Truly, at this Crete conference we see once more the age-old discussion between the Wisdom of the Church and the rationalism of Paris-Crestwood, between Jerusalem and Athens, between the way of the kingdom and the way of the world. This conference in Crete may yet become a Council, but only if the Holy Spirit descends on it. In that case it will become Great and Holy. If not, it will remain merely little and secular. We believe that since all the Seven Universal Councils in fact defeated rationalism by Wisdom, defeated the small-minded logic of the created mind by the Love of the Creator, today after a millennium of rationalism, we could do no better in this third millennium than to reiterate the truths proclaimed at the Seven Councils.

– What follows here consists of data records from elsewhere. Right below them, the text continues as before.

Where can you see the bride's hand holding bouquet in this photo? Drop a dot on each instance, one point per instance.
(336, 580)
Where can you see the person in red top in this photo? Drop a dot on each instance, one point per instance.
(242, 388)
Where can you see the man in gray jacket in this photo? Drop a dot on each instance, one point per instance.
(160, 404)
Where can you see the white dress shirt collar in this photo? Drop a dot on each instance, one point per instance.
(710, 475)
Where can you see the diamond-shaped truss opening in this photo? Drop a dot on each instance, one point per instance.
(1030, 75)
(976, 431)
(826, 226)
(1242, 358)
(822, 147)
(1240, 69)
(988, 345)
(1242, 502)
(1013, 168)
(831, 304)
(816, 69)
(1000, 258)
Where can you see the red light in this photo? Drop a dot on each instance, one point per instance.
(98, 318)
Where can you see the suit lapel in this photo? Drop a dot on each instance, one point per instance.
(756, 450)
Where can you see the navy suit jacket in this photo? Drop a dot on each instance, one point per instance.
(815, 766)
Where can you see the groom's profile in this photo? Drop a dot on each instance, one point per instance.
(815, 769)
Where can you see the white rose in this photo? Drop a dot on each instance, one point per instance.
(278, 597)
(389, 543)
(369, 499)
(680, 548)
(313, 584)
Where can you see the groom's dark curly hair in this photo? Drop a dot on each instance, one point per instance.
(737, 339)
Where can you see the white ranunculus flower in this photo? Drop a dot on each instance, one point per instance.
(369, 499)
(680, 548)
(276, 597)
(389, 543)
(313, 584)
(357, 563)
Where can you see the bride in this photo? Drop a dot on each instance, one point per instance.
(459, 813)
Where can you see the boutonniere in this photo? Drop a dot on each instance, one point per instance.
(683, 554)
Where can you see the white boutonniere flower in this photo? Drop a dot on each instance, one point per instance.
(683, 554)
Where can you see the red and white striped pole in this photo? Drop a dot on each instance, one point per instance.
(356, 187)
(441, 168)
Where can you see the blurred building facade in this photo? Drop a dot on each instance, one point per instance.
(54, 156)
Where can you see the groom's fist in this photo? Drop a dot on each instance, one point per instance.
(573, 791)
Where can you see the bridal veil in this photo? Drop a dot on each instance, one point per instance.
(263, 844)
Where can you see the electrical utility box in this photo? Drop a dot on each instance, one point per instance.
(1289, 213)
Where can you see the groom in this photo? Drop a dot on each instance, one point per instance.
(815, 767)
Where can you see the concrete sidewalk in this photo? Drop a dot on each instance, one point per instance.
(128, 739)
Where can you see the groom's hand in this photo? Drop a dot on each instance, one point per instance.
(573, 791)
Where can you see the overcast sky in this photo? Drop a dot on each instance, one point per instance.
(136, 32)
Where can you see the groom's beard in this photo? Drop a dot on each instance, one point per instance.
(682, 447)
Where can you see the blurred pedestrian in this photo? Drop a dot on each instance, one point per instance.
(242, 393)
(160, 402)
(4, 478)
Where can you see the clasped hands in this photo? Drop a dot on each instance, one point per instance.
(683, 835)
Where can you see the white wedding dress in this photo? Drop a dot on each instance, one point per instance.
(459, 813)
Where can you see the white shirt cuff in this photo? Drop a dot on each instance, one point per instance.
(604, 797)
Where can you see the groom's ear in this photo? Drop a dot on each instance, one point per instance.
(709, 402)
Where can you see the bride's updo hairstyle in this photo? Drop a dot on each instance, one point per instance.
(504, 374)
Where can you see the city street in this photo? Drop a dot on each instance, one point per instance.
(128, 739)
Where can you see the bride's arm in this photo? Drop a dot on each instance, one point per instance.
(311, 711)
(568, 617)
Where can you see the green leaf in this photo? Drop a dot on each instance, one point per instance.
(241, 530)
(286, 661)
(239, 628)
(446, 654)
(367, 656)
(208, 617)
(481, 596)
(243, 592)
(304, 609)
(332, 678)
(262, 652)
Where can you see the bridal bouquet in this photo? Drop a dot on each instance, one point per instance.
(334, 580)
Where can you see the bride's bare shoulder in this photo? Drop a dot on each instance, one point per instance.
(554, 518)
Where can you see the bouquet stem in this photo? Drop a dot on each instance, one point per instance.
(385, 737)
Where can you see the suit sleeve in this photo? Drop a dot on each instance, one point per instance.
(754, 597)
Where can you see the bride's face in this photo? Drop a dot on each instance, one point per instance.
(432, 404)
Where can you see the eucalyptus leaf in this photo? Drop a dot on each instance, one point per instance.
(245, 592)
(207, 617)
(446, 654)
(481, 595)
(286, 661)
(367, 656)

Let us consider the Icon of the Descent of the Holy Spirit. It shows the disciples becoming apostles, mere men inspired by the tongues of fire of the Holy Spirit, as it descends from the heavens. At the bottom of the Icon is a crowned figure, the Cosmos, the knowledge of the world from all the ages. He is outshone, outclassed, by fire, by the Wisdom that comes from God, for Christ is the Word and Wisdom of God. He receives the slap of St Nicholas in the face of rationalism. This is expressed in Church Slavonic not by the ordinary word for Wisdom, Mudrost, but by the word Premudrost, meaning Supreme Wisdom, the Wisdom of God, so much greater than the rationalism of man, for ‘in Wisdom hast Thou made them all’ (Ps 103.24).

5. Conclusion
Premudrost, Supreme Wisdom, the Word and Wisdom of God, is the source of all Wisdom, Mudrost, for the Creator is the source of all creation, the Divine is the source of all human. Any other attitude is idolatrous. This is why we do not call the eighteenth century or a university education ‘enlightenment’, for the sacrament of holy baptism and the Feast of Christ’s Baptism are ‘Enlightenment’. This is also why in the ninth prayer before communion St John Chrysostom writes that, ‘Thou wilt come in and enlighten my darkened reasoning’. This is why at the first prayer of thanksgiving after holy communion we pray that the body and blood may be ‘for the enlightening of the eyes of my heart’ and ‘for the fulfilling of wisdom’. For without this purification by the Holy Spirit, we shall have no Wisdom, only knowledge, science and rationalism. And though these latter have their uses, they are on a lower level than Wisdom, which is on a lower level than Supreme Wisdom, the Source of all Wisdom.

Archpriest Andrew Phillips

Prepared for SOPHIE (The Society of Orthodox Philosophers in Europe) in Fulda, Germany, 24 June 2016, by the prayers of St Boniface.